TRIBUNE
Mourad El Mahjoubi
Directeur Général Afrique
de l’emlyon Business School
La crise sanitaire que nous traversons a mis en avant la réflexion sur les modèles pédagogiques. Les écoles, institutions et organismes de formation ont dû gérer avec agilité une continuité d’activité tout en essayant de garantir la promesse de valeur de leur formation.
Certains étaient prêt pour ce passage 100% en ligne, d’autres avaient initié des démarches dans la digitalisation, d’autres ont dû improviser. Dans tous les cas, ce virage forcé vers le numérique se révèle avoir été un véritable booster de la digitalisation de l’enseignement.
Alors qu’aujourd’hui l’avenir est encore flou quant aux conditions dans lesquelles les établissements seront amenés à accueillir et former leurs étudiants, on peut déjà tirer un certain nombre d’enseignements de cette période inédite.
Salles virtuelles, solutions de visio-conférences, plateformes numériques, MOOC … la batterie des outils déployés a fortement varié en fonction de la maturité numérique des établissements. Mais au-delà de l’aspect technologique, l’expérience démontre clairement qu’il ne suffit pas de connecter une webcam pour assurer la continuité pédagogique !

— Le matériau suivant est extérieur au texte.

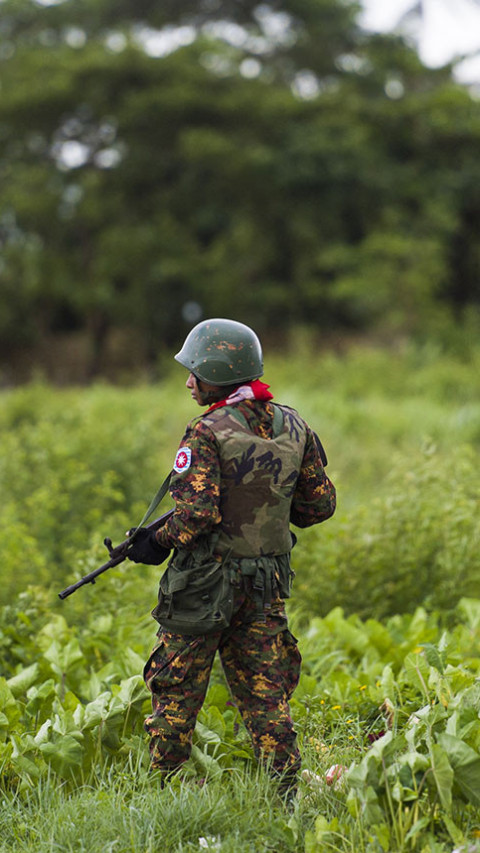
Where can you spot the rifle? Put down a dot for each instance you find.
(117, 555)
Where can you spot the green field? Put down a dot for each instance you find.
(386, 605)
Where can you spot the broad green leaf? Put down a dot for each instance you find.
(95, 711)
(20, 683)
(206, 735)
(417, 672)
(470, 610)
(41, 698)
(133, 691)
(64, 756)
(8, 703)
(466, 766)
(442, 775)
(454, 832)
(62, 659)
(434, 657)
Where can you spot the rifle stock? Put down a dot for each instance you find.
(117, 556)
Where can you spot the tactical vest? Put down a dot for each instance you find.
(258, 479)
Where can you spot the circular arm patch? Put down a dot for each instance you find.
(182, 460)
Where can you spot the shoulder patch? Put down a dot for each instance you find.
(182, 460)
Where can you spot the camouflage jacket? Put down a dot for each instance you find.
(234, 477)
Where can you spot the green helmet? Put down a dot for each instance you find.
(222, 352)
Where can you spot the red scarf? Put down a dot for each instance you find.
(254, 390)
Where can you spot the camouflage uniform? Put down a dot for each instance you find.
(241, 474)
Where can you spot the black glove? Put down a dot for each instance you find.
(145, 548)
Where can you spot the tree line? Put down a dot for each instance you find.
(271, 162)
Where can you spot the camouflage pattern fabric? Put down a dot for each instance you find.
(261, 663)
(196, 489)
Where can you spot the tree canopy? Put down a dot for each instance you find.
(271, 162)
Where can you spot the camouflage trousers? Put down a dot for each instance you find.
(261, 662)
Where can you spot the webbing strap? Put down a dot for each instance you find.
(157, 498)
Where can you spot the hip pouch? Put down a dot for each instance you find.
(195, 595)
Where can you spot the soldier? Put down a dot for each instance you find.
(245, 469)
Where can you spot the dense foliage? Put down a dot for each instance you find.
(280, 165)
(385, 606)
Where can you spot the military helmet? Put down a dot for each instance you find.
(222, 352)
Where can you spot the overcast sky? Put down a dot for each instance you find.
(450, 27)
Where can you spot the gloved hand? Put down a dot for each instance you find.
(145, 549)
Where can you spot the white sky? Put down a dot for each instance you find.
(450, 27)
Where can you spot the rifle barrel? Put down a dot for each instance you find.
(91, 577)
(114, 561)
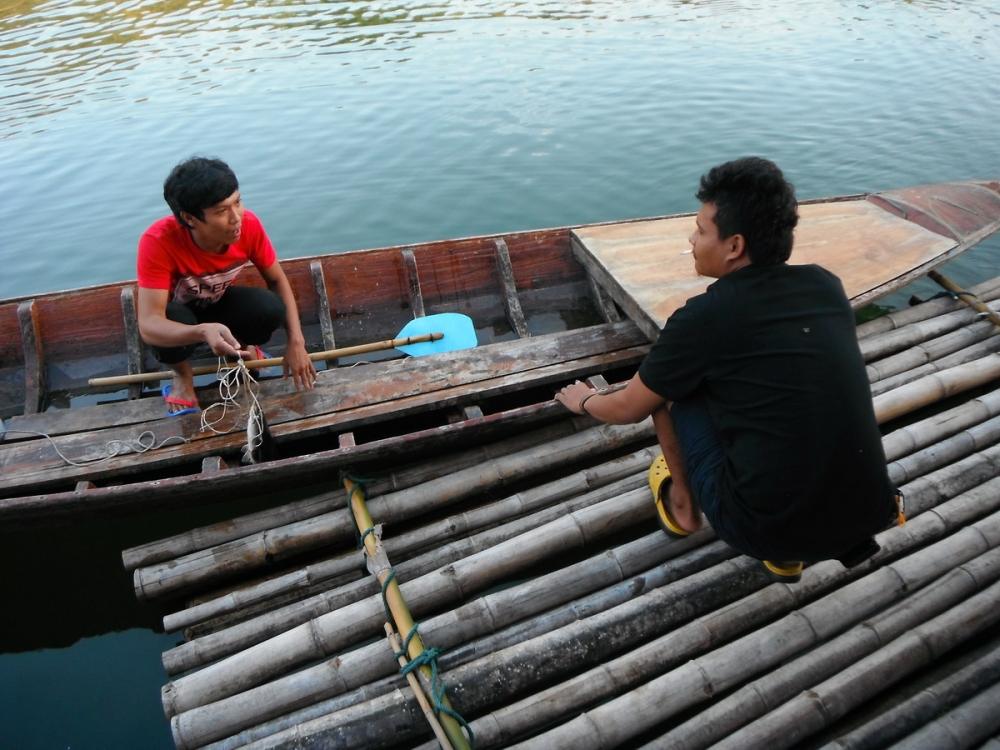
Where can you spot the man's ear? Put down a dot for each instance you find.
(737, 247)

Si les outils ont permis cette bascule rapide du physique au digital, ils ne sont que la partie immergée de l’iceberg. En effet, c’est toute la pédagogie qui doit être adaptée et repensée pour s’adapter à ce nouvel environnement d’enseignement. Les enquêtes menées sur le sujet ont tendance à montrer que le timing n’a pas toujours permis une adaptation optimale. Cela constitue un axe important pour l’avenir.
Si la transformation digitale est sur le devant de la scène depuis plusieurs années déjà, cette crise a également mis en exergue certaines contraintes. La fracture numérique n’aura jamais été aussi saillante que dans cette période. Comment assurer cette continuité dans un contexte qui interdit toute interaction physique, avec un accès limité voire inexistant à internet, sans matériel informatique ? Un certain nombre d’initiatives a permis de minimiser le nombre d’étudiants laissés sur le carreau. Toutefois, il est évident que l’infrastructure d’un côté, et l’équipement des apprenants – et des enseignants – sont des facteurs clés de succès indispensables.
Cette expérience a également permis de mettre à mal certaines croyances. Nous pensions que nos jeunes générations nées dans le digital, passeraient ce cap naturellement. Or, la réalité c’est parfois révélée plus complexe, puisqu’un certain nombre d’outils étaient complètement nouveaux pour eux ! En revanche, ils ont démontré une capacité d’adaptation et d’appropriation des outils très rapide.
Au-delà des constats, cette crise constitue une véritable opportunité pour repenser les modèles pédagogiques dans l’enseignement supérieur, et imaginer les modèles de demain. L’expérience démontre que si le digital constitue un levier important, il ne peut se substituer aux interactions riches entre un professeur et sa classe, entre des membres d’une promotion, etc. Les modèles basés sur le blended learning (association du digital et du présentiel), semblent une alternative intéressante aux modèles classiques que nous connaissons aujourd’hui.
Les effets de la crise covid vont être profonds et systémiques, et nous pouvons déjà imaginer qu’il n’y aura pas de retour « à la normale ». Ceci constitue une occasion de bousculer les paradigmes dans le domaine de l’éducation. C’est également une réelle opportunité pour l’Afrique. Le continent a déjà démontré sa capacité à s’approprier le levier du digital, à travers un développement rapide et de nombreux « leap frogs ». Si le continent doit urgemment lever les freins liés à l’infrastructure, il a devant lui une opportunité sans précédent d’être un précurseur comme il a déjà pu le faire dans le domaine du mobile banking notamment.